A. I am not only looking for left-footed players, we are always looking out for players. This overseas scouting (trials were held in Dubai in June to tap young talent) will be of great help too. The door is always open, but it is getting more and more difficult to break into this team because the boys have really developed. We had a couple of boys from the scouting project (from Dubai) to train with us in Germany and they were not good enough, to be honest with you. But it doesn’t matter; they tried hard, but they saw us and said ‘wow, it was too fast for us’. Even technically and tactically they were not there. So, you can really see the progress of this team.

Q. We also have a B team, and a few of them are said to have progressed to the A team. What is the plan for them?

A. To be honest not too many have progressed. I and my assistant, we went over a year ago in April 2015 and we had a good look at the academy (in Goa). Then we went out on our own scouting trip and found a few players. The problem with the B team is that they don’t have a budget. They had a little exposure trip to Russia but that was only for five days and one match. That is not enough. As long as there is no budget and they only stay in the academy, do their training and play local teams, you cannot expect much development from them. From the B team, there is only one player who I like, and I’ll nominate him for the BRICS Cup (after the AFC event); after that basically that might be it for the B Team. The plan is to close the academy and release those players to clubs.

Q. What are your expectations from the team? We are playing two back-to-back tournaments, the AFC Championships and the BRICS tournament.

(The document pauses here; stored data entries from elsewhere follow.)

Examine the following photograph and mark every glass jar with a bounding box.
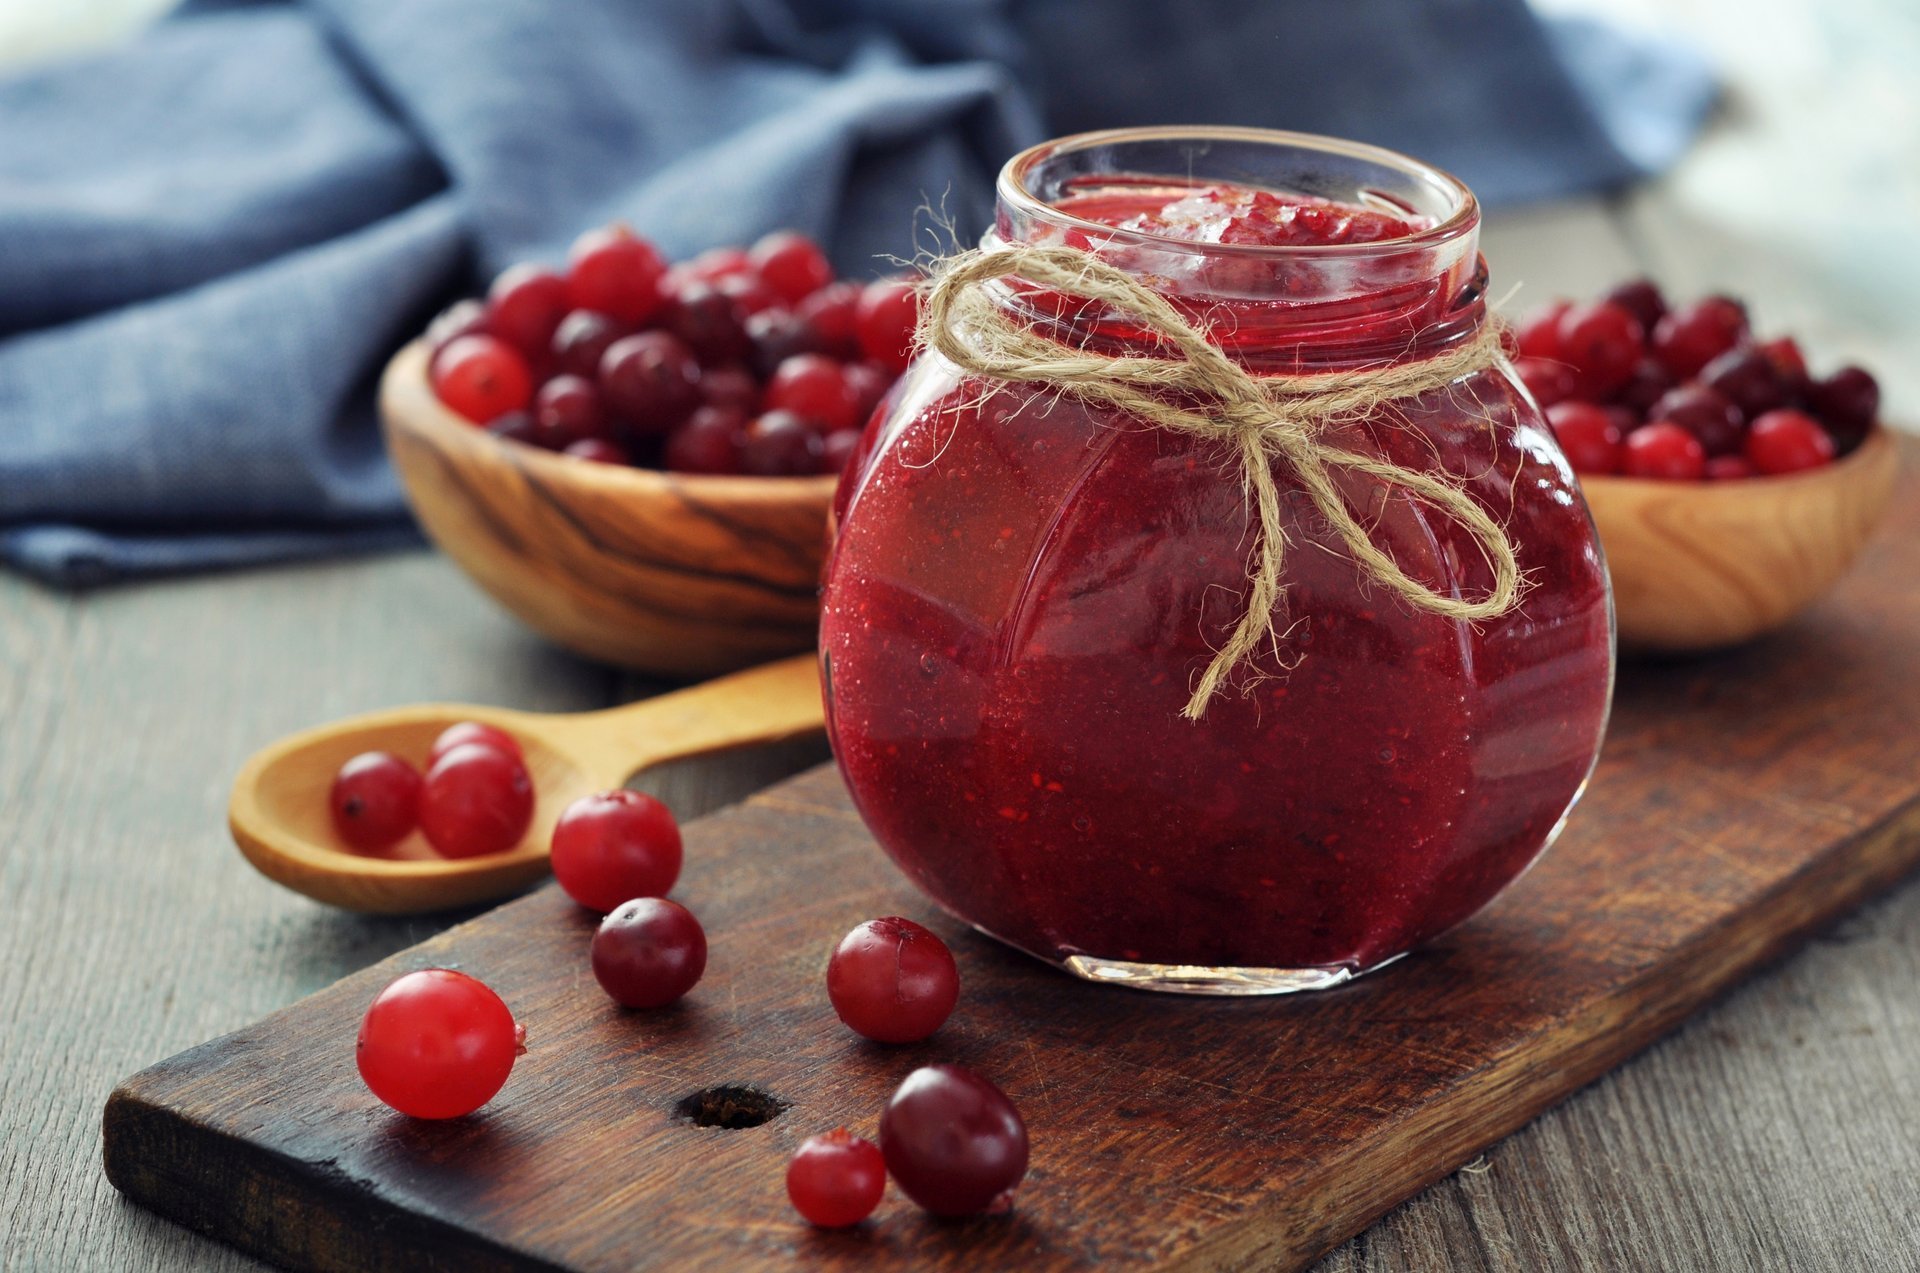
[819,127,1614,994]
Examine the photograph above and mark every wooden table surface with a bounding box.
[4,1,1918,1269]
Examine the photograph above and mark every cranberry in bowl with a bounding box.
[819,127,1615,994]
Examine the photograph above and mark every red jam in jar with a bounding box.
[820,128,1614,993]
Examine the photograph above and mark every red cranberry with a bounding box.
[844,362,895,421]
[787,1129,886,1228]
[664,406,746,475]
[1745,409,1835,475]
[1700,347,1790,421]
[426,298,491,355]
[329,752,422,852]
[550,310,630,380]
[716,272,783,318]
[591,897,707,1008]
[532,375,609,449]
[797,280,864,358]
[1705,455,1756,481]
[765,354,859,432]
[880,1065,1029,1217]
[699,364,761,415]
[855,279,920,371]
[826,917,959,1044]
[740,411,824,476]
[1621,421,1707,481]
[680,246,755,285]
[750,230,834,304]
[1648,384,1744,456]
[1514,356,1579,409]
[1807,366,1879,441]
[566,224,666,325]
[563,437,629,465]
[1613,359,1674,416]
[428,721,524,769]
[819,428,863,476]
[419,743,534,859]
[1544,401,1622,476]
[658,282,752,366]
[746,309,828,379]
[1651,296,1748,379]
[600,332,701,433]
[486,411,539,447]
[357,970,521,1120]
[1554,300,1643,397]
[1515,300,1569,360]
[1602,278,1669,332]
[485,265,572,358]
[550,789,682,912]
[431,335,533,424]
[1756,336,1808,381]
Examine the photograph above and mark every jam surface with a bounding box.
[820,181,1612,974]
[1070,183,1425,247]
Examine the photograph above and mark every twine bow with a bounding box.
[915,243,1523,720]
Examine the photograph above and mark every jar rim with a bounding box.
[997,125,1480,260]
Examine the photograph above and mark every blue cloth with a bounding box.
[0,0,1716,586]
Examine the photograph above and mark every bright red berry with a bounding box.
[680,246,755,285]
[428,721,525,769]
[699,364,761,415]
[419,743,534,859]
[880,1065,1029,1217]
[1704,455,1756,481]
[751,230,835,304]
[532,375,609,449]
[600,332,701,433]
[591,897,707,1008]
[764,354,858,432]
[1555,300,1643,397]
[1651,296,1747,379]
[1514,356,1579,409]
[1744,409,1835,475]
[356,969,522,1120]
[741,411,824,476]
[563,437,629,465]
[787,1129,886,1228]
[716,272,783,319]
[551,790,683,912]
[566,225,666,325]
[664,406,746,475]
[826,917,959,1044]
[1516,300,1569,360]
[1649,384,1744,456]
[550,310,631,380]
[1621,421,1707,481]
[1756,336,1808,381]
[329,752,422,852]
[426,298,491,355]
[1602,278,1668,332]
[486,265,572,358]
[1544,401,1622,476]
[855,279,920,370]
[797,281,863,358]
[431,335,533,424]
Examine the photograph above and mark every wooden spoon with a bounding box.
[229,655,826,914]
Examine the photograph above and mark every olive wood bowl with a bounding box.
[379,341,838,677]
[1581,425,1901,652]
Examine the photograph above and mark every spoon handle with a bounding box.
[564,653,826,775]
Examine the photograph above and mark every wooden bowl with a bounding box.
[1581,426,1901,652]
[379,341,837,677]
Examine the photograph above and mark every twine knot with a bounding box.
[915,243,1523,720]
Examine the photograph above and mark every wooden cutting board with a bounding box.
[105,457,1920,1273]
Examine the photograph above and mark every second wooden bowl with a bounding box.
[1582,427,1901,652]
[379,341,838,677]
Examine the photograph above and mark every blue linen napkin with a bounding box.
[0,0,1716,586]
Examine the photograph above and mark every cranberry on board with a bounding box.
[855,279,920,370]
[1513,356,1579,409]
[431,335,533,424]
[699,364,760,415]
[826,917,960,1043]
[1650,295,1748,379]
[428,721,524,768]
[1554,300,1643,397]
[658,282,752,366]
[1543,402,1622,476]
[1601,278,1668,332]
[1649,384,1744,456]
[566,224,667,325]
[591,897,707,1008]
[532,375,610,450]
[551,310,630,380]
[563,437,630,465]
[425,298,490,355]
[764,354,859,432]
[550,789,683,912]
[600,331,702,433]
[664,406,746,475]
[419,743,534,859]
[1621,420,1707,481]
[329,752,422,852]
[741,411,824,476]
[1807,365,1880,440]
[356,969,523,1120]
[1699,346,1790,421]
[787,1129,886,1228]
[1515,300,1569,360]
[797,280,863,357]
[880,1065,1029,1217]
[1745,408,1836,475]
[750,230,835,304]
[486,264,573,357]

A. In the best case scenario we will have 11 international matches, from September 15 to October 15. This has never happened before in world football. It is almost too much, but on the other side, it is great exposure for my team. In the BRICS Cup, I finally can use all my players as there is no cap on substitutions, so we’re looking forward. The team also want to confirm the good results they delivered in Germany and Norway. They may feel pressure as this will be real competition against other national teams, the best in Asia. So, we are looking forward to that. Let’s hope for the best.